UW STOUT Student Wins Design Contest

ABOVE PHOTO: Paul Bunyan, Babe the Blue Ox and Carson Park baseball stadium are featured on Isabel Smith’s winning T-shirt design for the Carson 5 and 10.

It’s a scene that mashes two eras of Wisconsin history: Paul Bunyan in a baseball uniform and Babe the Blue Ox wearing a baseball glove on one of its horns as they run past historic Carson Park baseball stadium in Eau Claire.

The folklore figures are the centerpiece of a lively, playful interpretation by Isabel Smith, a University of Wisconsin-Stout game design and development-art student. Her design has won a T-shirt contest for the 55th annual Carson 5 and 10 race scheduled Saturday, Oct. 28, at the park.

Smith covered all the bases with her creation, including the name of the race encapsulated in a baseball being hit out of the park. The park has a logging museum and statues of Paul and Babe. The event, with 10-mile, 5-mile and kids’ event options, starts and finishes in the park, and runners go past the statues and stadium.

The contest this year asked applicants to tie together aspects of the race, park and baseball, according to Director Wade Zweiner. The Chippewa Valley Museum in the park has a current exhibit highlighting the history of baseball in Eau Claire, much of it happening at the nearly 90-year-old stone stadium.

Isabel Smith, a UW-Stout game design and development student, won a T-shirt design contest for the Carson 5 and 10 race Oct. 28 in Eau Claire.

“I think the balance of the representation of both Carson Park’s race and the region’s baseball history is what makes it successful. However, I also think there’s just something fun and charming about seeing Paul and Babe in their baseball gear,” said Smith, who won $100.

Smith, a third-year student from Greendale, west of Milwaukee, researched attractions at the park and went to the museum to see the baseball exhibit and get a better understanding of and inspiration for the topic.
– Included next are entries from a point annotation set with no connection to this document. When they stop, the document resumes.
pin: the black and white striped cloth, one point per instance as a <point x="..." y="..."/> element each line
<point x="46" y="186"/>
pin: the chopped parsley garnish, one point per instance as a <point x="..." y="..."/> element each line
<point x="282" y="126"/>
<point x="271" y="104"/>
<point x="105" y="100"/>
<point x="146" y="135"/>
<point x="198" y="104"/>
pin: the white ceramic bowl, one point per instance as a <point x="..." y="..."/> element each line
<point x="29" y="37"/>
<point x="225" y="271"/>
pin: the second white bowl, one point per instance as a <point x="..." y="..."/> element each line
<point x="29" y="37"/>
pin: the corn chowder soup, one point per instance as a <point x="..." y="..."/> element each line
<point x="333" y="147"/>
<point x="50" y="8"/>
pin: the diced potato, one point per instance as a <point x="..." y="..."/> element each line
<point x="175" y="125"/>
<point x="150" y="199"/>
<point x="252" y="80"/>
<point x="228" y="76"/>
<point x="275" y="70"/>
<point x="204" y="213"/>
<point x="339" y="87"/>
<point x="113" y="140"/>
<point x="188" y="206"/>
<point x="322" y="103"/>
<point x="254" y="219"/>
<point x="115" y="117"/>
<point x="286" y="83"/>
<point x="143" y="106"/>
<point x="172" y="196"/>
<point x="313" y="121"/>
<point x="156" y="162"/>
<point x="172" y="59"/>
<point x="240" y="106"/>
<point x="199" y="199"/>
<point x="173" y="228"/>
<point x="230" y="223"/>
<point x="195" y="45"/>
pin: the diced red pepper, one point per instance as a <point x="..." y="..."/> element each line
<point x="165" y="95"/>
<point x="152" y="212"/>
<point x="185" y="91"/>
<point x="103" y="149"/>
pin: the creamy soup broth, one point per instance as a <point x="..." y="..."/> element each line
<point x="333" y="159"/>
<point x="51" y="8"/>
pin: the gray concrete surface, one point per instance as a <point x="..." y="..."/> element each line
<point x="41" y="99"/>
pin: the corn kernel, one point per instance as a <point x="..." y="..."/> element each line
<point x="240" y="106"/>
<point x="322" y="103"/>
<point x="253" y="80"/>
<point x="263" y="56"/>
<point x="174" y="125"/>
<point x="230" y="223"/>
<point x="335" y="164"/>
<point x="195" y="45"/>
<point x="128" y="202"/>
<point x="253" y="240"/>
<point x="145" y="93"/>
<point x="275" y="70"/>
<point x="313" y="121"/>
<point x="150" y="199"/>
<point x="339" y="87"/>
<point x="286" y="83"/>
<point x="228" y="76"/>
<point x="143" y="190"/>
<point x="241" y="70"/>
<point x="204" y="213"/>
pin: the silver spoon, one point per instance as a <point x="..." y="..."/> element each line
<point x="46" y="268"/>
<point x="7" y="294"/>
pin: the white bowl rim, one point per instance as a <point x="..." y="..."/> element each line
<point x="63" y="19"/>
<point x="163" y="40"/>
Her caricature of the stadium, for example, includes a silhouette of the statue of the late Major League Hall of Famer Henry Aaron, who began his minor league career there.

“My overall interest in the competition grew as I learned more about the park and its history,” Smith said.

A Design Drawing class “helped me the most when it came to quickly ideating different designs,” she said. Other classes in 2D Digital Imaging and in Pixel and Vector Art, the latter creating art using geometric computer graphics, also helped her develop skills she used in the project.